Sacerdoce : Tous les prêtres et prêtresses du Cercle valorien maîtrisent la sorcellerie valorienne, que les dons divins leur étant octroyés magnifient. La quête de la connaissance passe par d’innombrables sacrifices sanglants, et seuls les plus impitoyables peuvent espérer attirer sur eux l’attention des Trois.

Lieu de culte : Lorsqu’elles prennent forme mortelle, les Trois aiment se retrouver à bord du Sribdanakoliov, une nef spatiomantique ancienne, ayant été façonnée en des temps oubliés par une divinité que les sorcières, alors encore vivantes sous leur forme originelle, tuèrent et lièrent à l’imposante structure. Des siècles de murmures à leur vaisseau vivant altéra la conscience de ce dernier qui est désormais une ombre malfaisante, cruelle et avide de sang. Chacune des Trois plaça en ce lieu un fragment de son essence divine où les plus puissants Hyenorites, transformés en liches, forment un cercle décisionnaire à l’écoute des murmures malveillants des sombres déesses. Le temple spatiomantique est une légende inquiétante pour la majorité des peuples des Sphères Connues, et le Cercle préfère entretenir ce mythe pour opérer dans les confins des systèmes du Triangle radiant, où le pouvoir divin peut être concentré sur les mondes avoisinants, grâce à l’essence du dieu qui devint esclave des Trois.

Ordres affiliés : Sur le monde de Krynn et le continent de Taladas, un jeune Ordre de chevaliers noirs vénérant Erestem a depuis peu été infiltré par les sectateurs du Cercle valorien qui espèrent bien profiter des succès militaires de l’Ordre des Chevaliers de Sadh. Ceux qui ont infiltrés cette nouvelle organisation sont autant des sorciers valoriens que des combattants talentueux, ils ont la bénédiction des Trois, ce qui se traduit pour chacun par un don obscur leur permettant entre autre d’échapper aux pouvoirs divinatoires des fidèles d’Erestem.

Marque des Trois (Abjuration)

Sort de prêtre du 1er niveau

Composants :

V

Temps d’incantation :

1

Portée :

0

Zone d’effet :

Le prêtre

Durée :

1 round/ niveau

Jet de sauvegarde :

Annule

Résistance à la magie :

Non

Effets sensoriels :

Visuel +4

Afin de renforcer leurs défenses face aux créatures infernales, les fidèles du Cercle valorien reçoivent souvent cette protection mystique, qui permet de repousser le contact physique d’un démon de 4 dés de vie ou moins. Toute autre forme d’attaque reste efficace, mais la créature ne parvenant pas à réussir un jet de sauvegarde contre les sorts se trouve incapable de toucher le bénéficiaire de la Marque des Trois.
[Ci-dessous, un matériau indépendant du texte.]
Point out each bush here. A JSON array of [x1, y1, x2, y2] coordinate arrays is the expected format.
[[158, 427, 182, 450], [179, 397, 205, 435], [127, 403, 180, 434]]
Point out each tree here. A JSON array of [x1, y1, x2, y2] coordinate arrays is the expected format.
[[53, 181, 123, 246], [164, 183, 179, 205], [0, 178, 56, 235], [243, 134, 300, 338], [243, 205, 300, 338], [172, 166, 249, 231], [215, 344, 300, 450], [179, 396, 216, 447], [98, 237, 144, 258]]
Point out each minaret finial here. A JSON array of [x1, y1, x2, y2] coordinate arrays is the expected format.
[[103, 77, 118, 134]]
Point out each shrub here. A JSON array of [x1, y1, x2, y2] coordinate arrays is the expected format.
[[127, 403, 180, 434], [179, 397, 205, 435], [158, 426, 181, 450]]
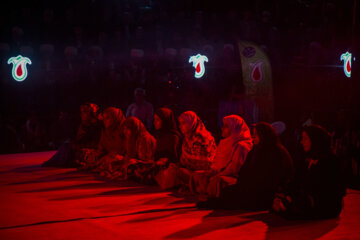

Il faut en outre noter que la résistance à la magie des entités infernales ne s’applique pas face à la bénédiction des divinités du Cercle. Un atout que de nombreux sorciers valoriens cherchent à étudier pour leur propre compte.

Cercle de maléfice (Evocation)

Sort de prêtre du 5ème niveau

Composants :

VSM

Temps d’incantation :

8

Portée :

9m

Zone d’effet :

Cercle d’un diamètre de 3m

Durée :

1 round/ niveau

Jet de sauvegarde :

Non

Résistance à la magie :

Non

Effets sensoriels :

Visuel +2

Octroyé exclusivement aux plus puissants représentants du Cercle valorien, ce sort permet d’amplifier les pouvoirs liés à la conjuration démoniaques, qu’ils soient de nature profane ou divine. Le Cercle de maléfice est le principal atout des Trois lorsqu’elles souhaitent collaborer avec d’autres cultes ou organisations maléfiques.

Tous les bénéficiaires du cercle voient leur niveau individuel compter comme étant de 1 niveau supérieur/ 3 niveaux du prêtre officiant, cela peu importe la foi des participants à un même rituel.